Chronique des temps barbares
Café Littéraire de la Terrasse - Chronique des temps barbares (28)

Quand la crise de foi engendre la crise deux fois

Monsieur Servier s’est déguisé en médecin et s’en va frapper chez André qui lui ouvre sa porte et le laisse entrer, ne l’ayant pas reconnu.

Servier : On m’a dit votre cas à deux pas de là. C’est la raison de ma visite. La curiosité que j’ai eue de voir un illustre malade comme vous êtes ; et votre réputation, qui s’étend partout, peut excuser la liberté que j’ai prise.

André : Monsieur, je suis votre serviteur.

Servier : Je vois monsieur que vous me regardez fixement. Quel âge croyez-vous bien que j’aie ?

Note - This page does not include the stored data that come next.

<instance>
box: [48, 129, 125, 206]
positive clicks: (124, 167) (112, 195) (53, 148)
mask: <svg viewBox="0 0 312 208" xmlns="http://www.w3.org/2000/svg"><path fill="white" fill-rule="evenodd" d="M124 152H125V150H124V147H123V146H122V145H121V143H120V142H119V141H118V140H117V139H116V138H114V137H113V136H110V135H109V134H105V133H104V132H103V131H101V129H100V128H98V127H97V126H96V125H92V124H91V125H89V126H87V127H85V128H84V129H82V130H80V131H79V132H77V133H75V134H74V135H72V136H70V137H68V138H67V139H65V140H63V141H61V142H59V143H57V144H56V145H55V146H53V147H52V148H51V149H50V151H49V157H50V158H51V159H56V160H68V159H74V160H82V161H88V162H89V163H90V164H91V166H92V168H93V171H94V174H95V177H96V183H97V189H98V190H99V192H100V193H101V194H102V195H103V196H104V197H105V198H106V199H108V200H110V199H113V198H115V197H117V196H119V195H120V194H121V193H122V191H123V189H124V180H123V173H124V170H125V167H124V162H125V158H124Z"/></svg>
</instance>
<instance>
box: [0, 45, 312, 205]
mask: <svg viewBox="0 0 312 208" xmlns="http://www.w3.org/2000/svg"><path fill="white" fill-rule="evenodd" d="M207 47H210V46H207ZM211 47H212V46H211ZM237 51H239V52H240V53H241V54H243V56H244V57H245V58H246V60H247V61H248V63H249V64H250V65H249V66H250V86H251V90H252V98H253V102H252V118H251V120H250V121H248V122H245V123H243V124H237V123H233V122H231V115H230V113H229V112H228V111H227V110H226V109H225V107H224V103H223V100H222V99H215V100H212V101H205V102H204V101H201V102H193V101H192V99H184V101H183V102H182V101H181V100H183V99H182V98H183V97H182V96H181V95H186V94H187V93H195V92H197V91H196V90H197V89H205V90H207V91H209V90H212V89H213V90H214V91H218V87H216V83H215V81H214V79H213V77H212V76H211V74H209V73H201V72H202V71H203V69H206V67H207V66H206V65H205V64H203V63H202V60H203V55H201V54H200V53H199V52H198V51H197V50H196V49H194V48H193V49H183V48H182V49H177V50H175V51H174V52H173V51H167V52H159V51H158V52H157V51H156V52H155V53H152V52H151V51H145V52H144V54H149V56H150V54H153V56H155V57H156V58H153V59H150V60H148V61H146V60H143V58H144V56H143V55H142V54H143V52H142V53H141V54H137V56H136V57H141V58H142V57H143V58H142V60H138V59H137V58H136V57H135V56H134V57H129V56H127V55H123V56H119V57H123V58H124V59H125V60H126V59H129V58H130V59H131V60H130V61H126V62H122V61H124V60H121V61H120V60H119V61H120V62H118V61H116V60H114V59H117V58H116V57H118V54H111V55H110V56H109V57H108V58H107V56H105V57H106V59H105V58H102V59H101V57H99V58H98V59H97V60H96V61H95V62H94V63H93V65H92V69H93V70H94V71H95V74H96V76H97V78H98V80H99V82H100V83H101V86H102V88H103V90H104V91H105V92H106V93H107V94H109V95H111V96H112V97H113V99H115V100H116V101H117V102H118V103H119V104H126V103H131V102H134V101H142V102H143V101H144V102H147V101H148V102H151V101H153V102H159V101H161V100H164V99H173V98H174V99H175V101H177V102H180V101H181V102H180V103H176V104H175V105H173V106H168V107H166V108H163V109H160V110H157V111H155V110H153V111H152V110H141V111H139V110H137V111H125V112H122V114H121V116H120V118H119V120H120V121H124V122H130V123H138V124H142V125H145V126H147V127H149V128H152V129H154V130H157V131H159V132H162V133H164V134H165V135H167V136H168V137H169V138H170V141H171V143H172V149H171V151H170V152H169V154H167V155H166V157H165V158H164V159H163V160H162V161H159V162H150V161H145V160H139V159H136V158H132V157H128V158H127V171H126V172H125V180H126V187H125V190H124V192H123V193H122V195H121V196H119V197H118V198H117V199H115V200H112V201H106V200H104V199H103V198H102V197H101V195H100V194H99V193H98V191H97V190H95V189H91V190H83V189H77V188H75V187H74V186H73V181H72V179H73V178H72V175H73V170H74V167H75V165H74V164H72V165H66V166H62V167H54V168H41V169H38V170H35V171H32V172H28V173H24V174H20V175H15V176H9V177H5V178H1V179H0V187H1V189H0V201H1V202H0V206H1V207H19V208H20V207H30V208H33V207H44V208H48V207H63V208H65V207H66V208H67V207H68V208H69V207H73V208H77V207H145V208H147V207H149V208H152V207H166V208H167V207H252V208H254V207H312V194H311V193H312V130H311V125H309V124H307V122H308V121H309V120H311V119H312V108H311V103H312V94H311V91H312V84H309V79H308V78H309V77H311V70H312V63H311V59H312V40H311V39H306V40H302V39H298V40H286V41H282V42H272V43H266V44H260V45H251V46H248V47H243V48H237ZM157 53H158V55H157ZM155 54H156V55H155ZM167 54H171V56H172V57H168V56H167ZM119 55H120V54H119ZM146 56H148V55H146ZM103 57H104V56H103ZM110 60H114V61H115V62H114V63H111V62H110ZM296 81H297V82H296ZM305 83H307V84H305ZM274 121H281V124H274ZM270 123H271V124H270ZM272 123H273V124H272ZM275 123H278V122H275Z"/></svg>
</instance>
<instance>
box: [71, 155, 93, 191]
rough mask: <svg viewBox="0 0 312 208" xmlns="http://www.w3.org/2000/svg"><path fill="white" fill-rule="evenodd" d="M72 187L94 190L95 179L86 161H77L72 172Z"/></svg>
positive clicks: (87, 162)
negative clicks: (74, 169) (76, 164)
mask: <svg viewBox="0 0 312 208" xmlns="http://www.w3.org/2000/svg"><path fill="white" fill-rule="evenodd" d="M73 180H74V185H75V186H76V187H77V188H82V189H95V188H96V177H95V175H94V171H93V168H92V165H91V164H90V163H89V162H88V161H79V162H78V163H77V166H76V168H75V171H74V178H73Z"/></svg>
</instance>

André : Je crois que tout au plus vous pouvez avoir quatre-vingt quinze ans.

Servier : Ah ! ah ! ah ! ah ! ah ! J’en ai quatre-vingt onze.

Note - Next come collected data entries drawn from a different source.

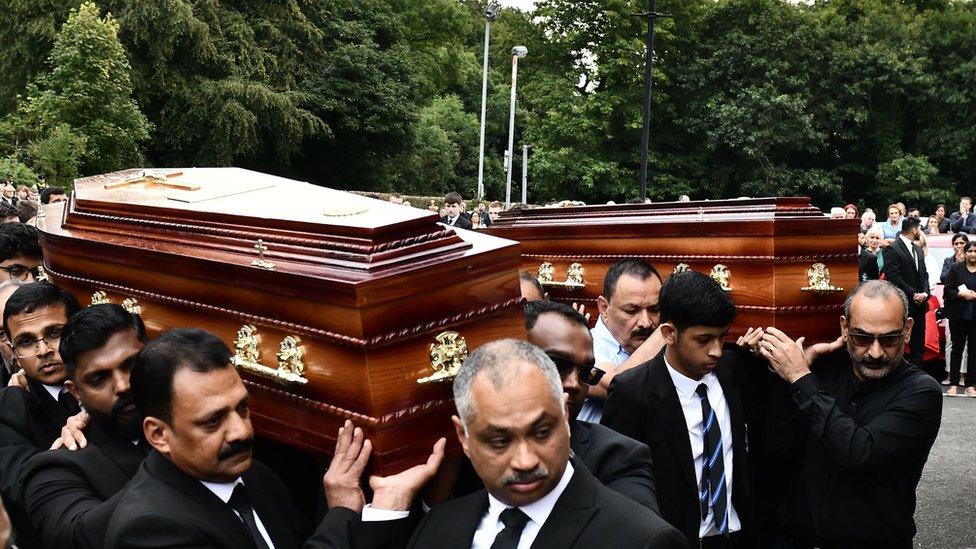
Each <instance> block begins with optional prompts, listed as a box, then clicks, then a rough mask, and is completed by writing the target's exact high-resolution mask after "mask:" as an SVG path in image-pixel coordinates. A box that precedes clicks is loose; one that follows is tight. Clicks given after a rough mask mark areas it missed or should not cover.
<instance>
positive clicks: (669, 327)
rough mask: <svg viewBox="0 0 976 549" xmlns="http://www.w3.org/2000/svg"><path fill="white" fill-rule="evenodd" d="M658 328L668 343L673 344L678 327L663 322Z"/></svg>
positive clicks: (665, 340) (677, 333) (676, 332)
mask: <svg viewBox="0 0 976 549" xmlns="http://www.w3.org/2000/svg"><path fill="white" fill-rule="evenodd" d="M658 329H659V330H661V337H663V338H664V341H665V343H667V344H668V345H674V342H675V341H677V340H678V329H677V328H675V327H674V324H671V323H670V322H665V323H664V324H661V326H659V327H658Z"/></svg>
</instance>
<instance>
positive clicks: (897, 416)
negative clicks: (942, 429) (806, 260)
mask: <svg viewBox="0 0 976 549" xmlns="http://www.w3.org/2000/svg"><path fill="white" fill-rule="evenodd" d="M840 330H841V335H842V337H843V341H844V344H845V346H846V352H844V351H837V352H834V353H830V354H827V355H825V356H822V357H821V358H819V359H817V360H815V361H812V362H811V361H810V360H809V358H808V357H806V356H804V352H803V348H802V341H793V340H791V339H790V338H789V337H788V336H787V335H786V334H784V333H783V332H781V331H779V330H776V329H775V328H770V329H768V330H767V331H766V334H765V335H764V336H763V339H762V341H761V343H760V350H761V352H762V354H763V356H764V357H766V359H767V360H769V362H770V364H771V365H772V367H773V368H774V369H775V370H776V373H777V374H779V376H780V377H781V378H782V379H783V380H785V381H786V384H783V386H782V387H781V388H780V393H779V395H778V398H775V399H774V401H773V402H772V403H771V405H770V410H769V415H768V418H769V422H770V425H769V429H768V433H769V435H770V437H771V446H770V449H771V450H772V451H773V452H774V453H775V454H776V456H777V457H778V458H779V459H780V460H782V461H783V462H786V463H790V464H792V466H793V468H794V472H793V475H791V476H792V481H793V482H792V483H791V484H792V487H791V488H792V489H790V490H787V493H786V494H785V501H784V506H783V513H782V514H783V515H784V516H783V522H784V528H785V531H786V533H785V535H784V536H785V537H786V538H787V539H784V540H781V543H782V545H779V546H782V547H792V548H797V549H803V548H811V547H846V548H867V547H886V548H905V549H908V548H910V547H912V538H913V537H914V536H915V521H914V519H913V516H914V513H915V488H916V487H917V485H918V480H919V478H920V477H921V475H922V469H923V467H924V466H925V461H926V460H927V459H928V454H929V450H930V449H931V448H932V443H933V442H934V441H935V437H936V435H937V434H938V432H939V424H940V421H941V418H942V391H941V390H940V388H939V385H938V383H937V382H936V381H935V380H934V379H932V378H931V377H930V376H928V375H927V374H925V373H923V372H922V371H921V370H919V369H918V368H917V367H916V366H914V365H912V364H910V363H908V362H907V361H905V359H904V356H903V355H904V345H905V339H906V338H907V337H909V334H910V333H911V331H912V319H911V318H910V317H909V316H908V300H907V299H906V298H905V295H904V294H903V293H902V292H901V291H899V290H898V288H896V287H895V286H894V285H892V284H891V283H889V282H885V281H881V280H871V281H868V282H864V283H862V284H861V285H860V286H858V287H857V288H855V289H854V291H852V292H851V294H850V295H849V296H848V297H847V300H846V301H845V302H844V315H843V316H841V317H840ZM787 384H788V385H787Z"/></svg>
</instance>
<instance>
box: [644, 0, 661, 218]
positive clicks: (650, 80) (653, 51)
mask: <svg viewBox="0 0 976 549" xmlns="http://www.w3.org/2000/svg"><path fill="white" fill-rule="evenodd" d="M648 3H649V5H648V13H647V51H646V52H645V54H644V55H645V58H644V73H645V74H644V133H643V134H642V135H641V176H640V177H641V178H640V187H641V189H640V191H641V192H640V199H641V202H643V201H644V199H645V198H647V155H648V149H649V148H650V141H651V93H652V91H653V72H652V71H653V70H654V19H656V15H657V14H656V13H654V8H655V7H656V4H657V0H648Z"/></svg>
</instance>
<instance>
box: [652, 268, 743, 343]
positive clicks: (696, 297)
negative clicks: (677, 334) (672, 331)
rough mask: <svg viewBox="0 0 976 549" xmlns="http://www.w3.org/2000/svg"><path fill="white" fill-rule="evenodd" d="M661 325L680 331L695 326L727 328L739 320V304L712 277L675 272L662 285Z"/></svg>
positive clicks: (697, 273)
mask: <svg viewBox="0 0 976 549" xmlns="http://www.w3.org/2000/svg"><path fill="white" fill-rule="evenodd" d="M659 303H660V306H661V322H662V323H664V322H670V323H671V324H673V325H674V327H675V328H677V329H678V330H684V329H686V328H690V327H692V326H709V327H723V326H729V325H731V324H732V322H733V321H734V320H735V314H736V310H735V303H732V298H730V297H729V294H728V293H726V291H725V290H723V289H722V287H721V286H719V285H718V282H715V281H714V280H712V278H711V277H710V276H707V275H704V274H702V273H699V272H697V271H685V272H681V273H675V274H673V275H671V276H670V277H668V279H667V280H666V281H664V284H663V285H662V286H661V300H660V301H659Z"/></svg>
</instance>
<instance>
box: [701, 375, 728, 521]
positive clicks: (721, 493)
mask: <svg viewBox="0 0 976 549" xmlns="http://www.w3.org/2000/svg"><path fill="white" fill-rule="evenodd" d="M695 392H696V393H698V396H699V397H701V401H702V435H703V437H704V442H705V445H704V447H705V448H704V449H705V452H704V454H703V455H702V485H701V491H700V492H699V494H698V498H699V501H700V502H701V514H702V519H704V518H705V517H706V516H708V508H709V507H711V508H712V515H713V522H714V523H715V529H716V530H718V532H719V533H720V534H724V533H725V532H727V531H728V529H729V517H728V513H727V512H726V508H725V507H726V505H727V503H728V502H727V496H726V495H725V452H723V451H722V429H721V428H720V427H719V425H718V417H716V416H715V410H712V406H711V404H709V402H708V385H705V384H704V383H702V384H701V385H699V386H698V388H697V389H695Z"/></svg>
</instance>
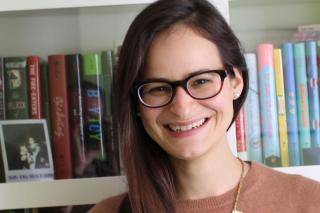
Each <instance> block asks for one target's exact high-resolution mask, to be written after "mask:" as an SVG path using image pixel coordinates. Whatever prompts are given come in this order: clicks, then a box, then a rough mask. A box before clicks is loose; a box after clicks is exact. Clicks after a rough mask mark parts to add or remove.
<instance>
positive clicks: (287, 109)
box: [282, 42, 300, 166]
mask: <svg viewBox="0 0 320 213" xmlns="http://www.w3.org/2000/svg"><path fill="white" fill-rule="evenodd" d="M282 50H283V73H284V79H285V80H284V83H285V98H286V113H287V129H288V141H289V162H290V166H299V165H300V148H299V146H300V145H299V134H298V132H299V127H298V117H297V113H298V112H297V102H296V86H295V69H294V59H293V43H290V42H287V43H284V44H283V45H282Z"/></svg>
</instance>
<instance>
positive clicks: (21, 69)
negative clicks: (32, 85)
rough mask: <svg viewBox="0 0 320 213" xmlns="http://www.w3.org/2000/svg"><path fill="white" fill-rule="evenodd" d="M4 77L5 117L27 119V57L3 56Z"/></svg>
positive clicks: (27, 101)
mask: <svg viewBox="0 0 320 213" xmlns="http://www.w3.org/2000/svg"><path fill="white" fill-rule="evenodd" d="M4 77H5V102H6V104H5V109H6V119H28V118H29V100H28V76H27V58H26V57H6V58H4Z"/></svg>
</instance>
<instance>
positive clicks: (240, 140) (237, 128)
mask: <svg viewBox="0 0 320 213" xmlns="http://www.w3.org/2000/svg"><path fill="white" fill-rule="evenodd" d="M235 125H236V139H237V154H238V157H239V158H240V159H241V160H244V161H247V160H248V152H247V142H246V124H245V112H244V108H243V107H242V108H241V109H240V111H239V114H238V116H237V118H236V120H235Z"/></svg>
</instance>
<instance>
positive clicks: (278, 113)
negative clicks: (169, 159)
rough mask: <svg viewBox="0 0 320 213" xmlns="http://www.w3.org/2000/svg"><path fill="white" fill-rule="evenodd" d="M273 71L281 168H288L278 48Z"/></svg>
mask: <svg viewBox="0 0 320 213" xmlns="http://www.w3.org/2000/svg"><path fill="white" fill-rule="evenodd" d="M274 70H275V77H276V93H277V104H278V122H279V143H280V156H281V166H283V167H286V166H289V145H288V131H287V115H286V102H285V91H284V78H283V66H282V51H281V49H279V48H276V49H274Z"/></svg>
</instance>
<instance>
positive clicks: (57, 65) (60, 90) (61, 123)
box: [48, 55, 72, 179]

André : Quatre-vingt onze ?

Servier : Oui. Vous voyez un effet des secrets de mon art, de me conserver ainsi frais et vigoureux.

André : Par ma foi, voici un beau jeune vieillard pour quatre-vingt onze ans.

Servier : Je suis médecin passager qui vais de ville en ville pour trouver des malades dignes de m’occuper. Donnez-moi donc votre pouls… Ouais ! ce pouls-là fait l’impertinent. Je vois bien que vous ne me connaissez pas encore. Qui est votre médecin ?

André : Monsieur Taxons.

Servier : Cet homme-là n’est point écrit sur mes tablettes entre les grands médecins. De quoi dit-il que vous êtes malade ?

André : Il dit que c’est du foie et d’autres disent que c’est de la rate.

Servier : Ce sont tous des ignorants ; c’est de la crise que vous êtes malade.

André : De la crise ?

Servier : Oui, que sentez-vous ?

André : J’ai de temps en temps des douleurs de portefeuille.

Servier : Justement, la crise.

André : Il me semble que j’ai un voile devant les yeux.

Servier : La crise. (Tout bas) Nous nous y entendons pour enfumer les patients.

André : Je sens parfois des lassitudes par tous les membres.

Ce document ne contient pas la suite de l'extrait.